Reviewing pull requests with large number of commits

time to read 2 min | 343 words

I have to go over a fairly compress pull request, adding a pretty big feature. The feature, if you care, is compressing data in the leaf pages of a B+Tree for use in Map/Reduce entries storage. The current and non final results are reducing storage costs from about 650MB to 32MB, so we are pretty happy with it, but this isn’t the topic of this post.

At this stage, the feature is not complete, but it is ready for initial review, so we created a temporary PR to review it, here is a partial view:


There are over 30 commits over a period of three weeks there, and they represent a lot of experimentation as we go along. This is fine & proper as far as we are concerned, since we this represent quite a bit of work, and we certainly want to be able to track it. But since this isn’t completed, the commit history is long, which means that reviewing it one commit at a time is not trivial.

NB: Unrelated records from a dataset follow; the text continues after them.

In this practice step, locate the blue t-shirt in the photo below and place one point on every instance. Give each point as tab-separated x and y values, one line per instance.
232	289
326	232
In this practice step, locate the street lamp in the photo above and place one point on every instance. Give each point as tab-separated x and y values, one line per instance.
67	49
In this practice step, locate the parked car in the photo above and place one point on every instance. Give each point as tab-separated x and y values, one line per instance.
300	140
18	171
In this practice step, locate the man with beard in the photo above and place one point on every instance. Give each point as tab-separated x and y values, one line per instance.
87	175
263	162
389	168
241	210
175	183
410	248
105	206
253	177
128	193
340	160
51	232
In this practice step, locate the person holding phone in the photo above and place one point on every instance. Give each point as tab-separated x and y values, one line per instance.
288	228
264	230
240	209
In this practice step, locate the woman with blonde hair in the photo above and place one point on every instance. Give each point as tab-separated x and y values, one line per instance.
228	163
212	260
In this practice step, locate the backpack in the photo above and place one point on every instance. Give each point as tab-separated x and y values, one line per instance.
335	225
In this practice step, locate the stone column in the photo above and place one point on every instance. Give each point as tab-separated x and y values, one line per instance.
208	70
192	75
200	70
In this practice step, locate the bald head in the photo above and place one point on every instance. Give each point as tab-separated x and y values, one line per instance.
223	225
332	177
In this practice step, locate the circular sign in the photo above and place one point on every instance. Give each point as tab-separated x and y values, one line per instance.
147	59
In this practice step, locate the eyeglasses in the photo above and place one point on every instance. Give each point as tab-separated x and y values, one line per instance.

In particular, there are a lot of back and forth changes in the same place, and I don’t want to review code that has been changed.

Luckily, git make it easy to change that view.

I pull the changes to my local branch, then reset the log to the last commit before the merge, then I just squashed all those commit into a single one. You can check it out here.

The final result is:


Which is much nicer way to go about reviewing this, since I can look at all the changes in one shot, and more to the point, I can make comments on the changes using our normal workflow.